Nous voila partis, dit le petit garcon, a des lieues de chez nous, nous allons jusqu'au chateau ou nous etions l'an passe. Et ils tournaient et tournaient autour de la pelouse, la petite fille, qui n'etait autre que la fee, s'ecriait:

– Nous voici dans la campagne, vois-tu la maison du paysan avec le grand four qui a l'air d'un immense oeuf sur le mur du cote de la route, le sureau etend ses branches au-dessus et le coq gratte la terre pour les poules et se rengorge! Nous voici a l'eglise, elle est tout en haut de la cote, au milieu des grands chenes dont l'un est presque mort. Et nous voici a la forge ou brule un grand feu, ou des hommes a moitie nus tapent de leurs marteaux, faisant voler les etincelles de tous cotes. En route, en route vers le beau chateau!
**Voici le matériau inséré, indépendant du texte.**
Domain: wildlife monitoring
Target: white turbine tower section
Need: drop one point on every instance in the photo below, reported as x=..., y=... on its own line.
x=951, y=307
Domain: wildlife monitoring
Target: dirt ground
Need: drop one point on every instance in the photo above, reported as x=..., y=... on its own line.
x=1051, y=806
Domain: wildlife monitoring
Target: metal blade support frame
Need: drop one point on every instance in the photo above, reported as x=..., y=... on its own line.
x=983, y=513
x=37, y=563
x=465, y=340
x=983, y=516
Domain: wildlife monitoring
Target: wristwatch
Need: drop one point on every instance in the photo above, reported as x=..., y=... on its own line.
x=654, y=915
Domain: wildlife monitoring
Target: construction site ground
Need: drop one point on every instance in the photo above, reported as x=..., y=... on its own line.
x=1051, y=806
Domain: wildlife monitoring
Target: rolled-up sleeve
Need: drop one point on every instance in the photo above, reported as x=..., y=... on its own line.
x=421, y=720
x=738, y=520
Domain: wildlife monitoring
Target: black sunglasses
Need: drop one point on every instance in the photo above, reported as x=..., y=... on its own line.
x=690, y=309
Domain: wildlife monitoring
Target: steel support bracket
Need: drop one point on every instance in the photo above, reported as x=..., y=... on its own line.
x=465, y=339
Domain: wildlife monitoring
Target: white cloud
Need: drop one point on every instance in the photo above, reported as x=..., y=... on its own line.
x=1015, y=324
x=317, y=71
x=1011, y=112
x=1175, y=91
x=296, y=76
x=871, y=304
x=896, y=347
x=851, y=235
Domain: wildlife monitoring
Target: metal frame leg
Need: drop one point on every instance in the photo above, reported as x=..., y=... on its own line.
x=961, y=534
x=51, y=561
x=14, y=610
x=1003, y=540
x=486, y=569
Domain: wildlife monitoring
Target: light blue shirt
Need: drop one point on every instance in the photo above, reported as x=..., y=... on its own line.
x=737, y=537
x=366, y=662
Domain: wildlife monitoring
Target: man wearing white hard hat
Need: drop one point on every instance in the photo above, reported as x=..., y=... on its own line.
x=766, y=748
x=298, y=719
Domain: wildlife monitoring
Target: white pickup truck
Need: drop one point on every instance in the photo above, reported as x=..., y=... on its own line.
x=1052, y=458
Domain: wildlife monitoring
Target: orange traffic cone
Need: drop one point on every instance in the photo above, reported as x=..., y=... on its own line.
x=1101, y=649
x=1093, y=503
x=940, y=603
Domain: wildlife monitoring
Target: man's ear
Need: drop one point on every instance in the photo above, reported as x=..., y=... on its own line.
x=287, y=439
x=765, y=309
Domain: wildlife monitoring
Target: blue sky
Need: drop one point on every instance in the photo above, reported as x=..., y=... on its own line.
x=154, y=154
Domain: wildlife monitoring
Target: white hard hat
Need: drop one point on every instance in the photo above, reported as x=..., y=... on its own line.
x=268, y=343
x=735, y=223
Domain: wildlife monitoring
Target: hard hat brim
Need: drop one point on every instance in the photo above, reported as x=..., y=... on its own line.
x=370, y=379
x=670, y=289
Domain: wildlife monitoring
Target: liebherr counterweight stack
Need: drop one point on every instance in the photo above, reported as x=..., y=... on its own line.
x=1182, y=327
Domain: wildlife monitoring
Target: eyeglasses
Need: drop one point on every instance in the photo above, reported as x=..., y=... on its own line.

Tout ce dont parlait la petite fille assise derriere, sur la canne, se deroulait devant eux; le garcon le voyait, et cependant ils ne tournaient qu'autour de la pelouse.

Ensuite ils jouerent dans l'allee et dessinerent un jardin sur le sol; la petite fille enleva une fleur de sureau de sa tete et la planta. Et cette fleur poussa exactement comme cela s'etait passe devant nos deux vieux de Nyboder, quand ils etaient Petits-comme nous l'avons raconte tout a l'heure.

Ils marcherent la main dans la main, comme les vieux etant enfants, mais ils ne monterent pas sur la Tour Ronde et ne visiterent pas le jardin de Frederiksberg, non, la petite fille tenait le garcon par la taille et ils volaient a travers le Danemark.

Le printemps se deroula, puis l'ete, et l'automne et l'hiver; mille images se refletaient dans les yeux du garcon et, dans son coeur, toujours la petite fille chantait: «Tu n'oublieras jamais tout ca!» Le sureau, tout au long du voyage embaumait si exquisement. Le garcon sentait bien les roses et la fraicheur des hetres, mais le parfum du sureau etait bien plus ensorcelant car ses fleurs reposaient sur le coeur de la petite fille et dans la course la tete du garcon se tournait souvent vers elle.

– Comme c'est beau, ici, au printemps, dit la petite fille, tandis qu'ils passaient dans la foret de hetres aux bourgeons nouvellement eclos; le muguet embaumait a leurs pieds et les anemones roses faisaient bel effet sur l'herbe verte. Ah! si c'etait toujours le printemps dans l'odorante foret de hetres danoise.